Scratchpad: A fresh look at cheese
Published 7:30 am Wednesday, November 14, 2018
- Features Editor Erick Bengel with cheese. Behold the power.
Cheese and I have a complicated history.
I was 19, sitting at a booth in a campus food court across from an exchange student from France, running my mouth a bit too much, perhaps, but somehow convincing myself she found my pimply American charm irresistible.
The conversation turned to cheese. I don’t recall how we got there, but once we arrived, there was no turning back.
Cheese is important to me, she said. Me, too, I replied.
See how much we have in common?? Look at us, having this meeting of minds, bridging the cultural gap, turning cheese — cheese! — into a viable topic of conversation. What shall we name our children?
She asked what kind of cheese I liked. I hadn’t counted on this level of depth.
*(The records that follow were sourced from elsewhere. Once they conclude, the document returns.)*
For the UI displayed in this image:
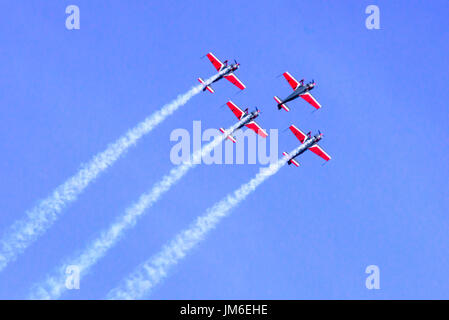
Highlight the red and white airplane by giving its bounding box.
[198,52,246,93]
[274,72,321,112]
[220,100,268,143]
[282,125,331,167]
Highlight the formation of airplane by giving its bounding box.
[220,101,268,143]
[198,52,246,93]
[282,125,331,167]
[274,72,321,112]
[198,52,331,167]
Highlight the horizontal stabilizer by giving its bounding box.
[198,78,215,93]
[282,151,299,167]
[220,128,237,143]
[274,96,290,112]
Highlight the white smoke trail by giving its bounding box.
[30,121,242,299]
[0,77,213,271]
[107,147,300,300]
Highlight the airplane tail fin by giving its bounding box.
[282,151,299,167]
[274,96,290,112]
[220,128,237,143]
[198,78,215,93]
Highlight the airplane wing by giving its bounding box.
[224,73,246,90]
[226,100,245,120]
[290,124,307,143]
[309,144,331,161]
[284,71,299,90]
[301,92,321,109]
[245,121,268,138]
[207,52,223,71]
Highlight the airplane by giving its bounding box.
[220,100,268,143]
[274,72,321,112]
[198,52,246,93]
[282,125,331,167]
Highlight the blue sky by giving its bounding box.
[0,0,449,299]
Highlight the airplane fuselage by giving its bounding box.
[235,111,259,130]
[288,134,321,164]
[280,85,314,104]
[209,64,239,84]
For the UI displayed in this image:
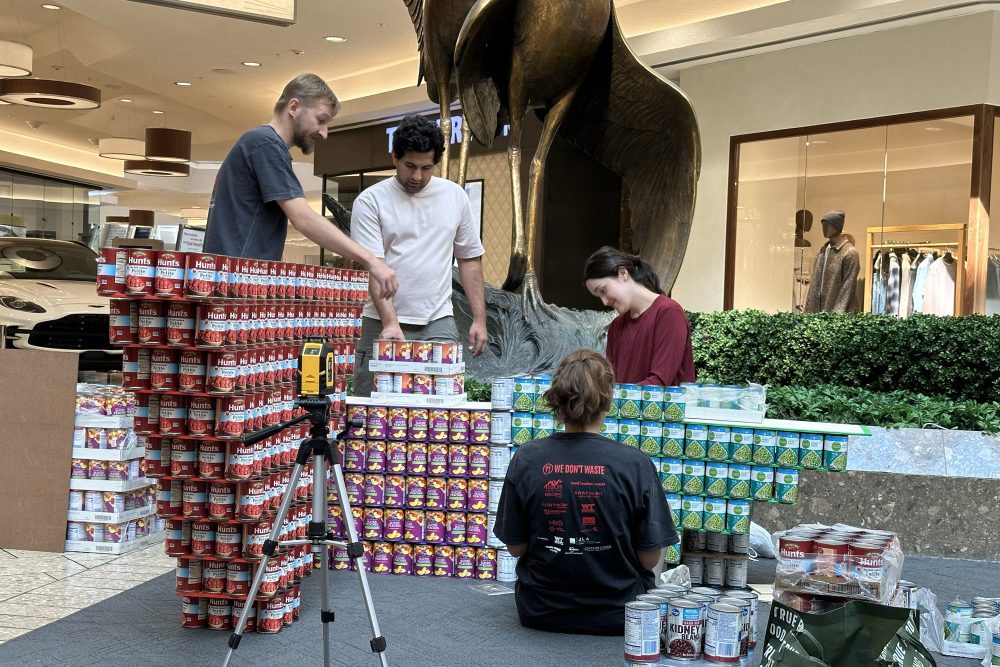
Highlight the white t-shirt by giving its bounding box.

“Uh, string cheese,” I said. That’s specific enough, right?
The look on her face was unmistakable: I’d either just said something extremely witty, or the opposite.
I asked what kind of cheese she enjoys. When she uttered the word “Camembert” in her worldly accent, I started to panic. Had I answered wrong just now? But … I mean … who doesn’t like string cheese?
That was our last conversation, about cheese or anything else.
If only I’d taken Marc Bates’ cheese tasting and appreciation class, which he recently held at Cannon Beach’s Tolovana Hall in partnership with Tolovana Arts Colony. I could have followed up with:
“Ah, but string cheese is nothing to snicker at. A pasta filata cheese, in the same family as cheddar, it’s an example of a hard cheese cooked at low temperatures and then stretched. So there.”
Basic cheese knowledge, like cheese itself, is something you think you can live without — but when you need it, it’s the most important thing to have handy. And, also like cheese, no matter how much you have, you can always have more.
Bates, a cheesemaker and World Cheese Championship judge, is known as “The Cheese Guy.”
At most cheese competitions, Bates and other judges begin at 100 points, the maximum amount, then dock points based on aroma, flavor, texture and body, appearance and rind development. “Most of what we do is, we take points off,” he said.
As my tablemate noted, it’s as if cheese judges begin with a perfect cheese in mind that humans can only screw up in the real world. We mortals can merely produce inferior copies of some Platonic form of Cheese.
But cheese takes so many forms that to speak of “cheese” generically is almost to betray one’s ignorance.
Before us were plates of medium cheddars, then plates of fresh cheeses (Chevre and Halloumi), heat- and acid-precipitated cheeses (Paneer), soft ripened cheese (Beach Bleu), semi-hard cheese (Boerencase) and hard cheeses (Provolone, Reading and Cougar Gold).
I’d hoped that in the years since my encounter with that exchange student my taste had matured like the hard nugget of 10-year-old Cougar Gold — refined, cultured, a little funky.
But as Bates analyzed the cheese samples — noting acidity up front, bitter aftertastes and undertones I failed to pick up on — I realized I still have a dull and impatient palate. Deep down, the starving student in me still values quantity over quality. Not content with appreciating the cheese in front of me, I always want to appreciate more cheese. All the cheese.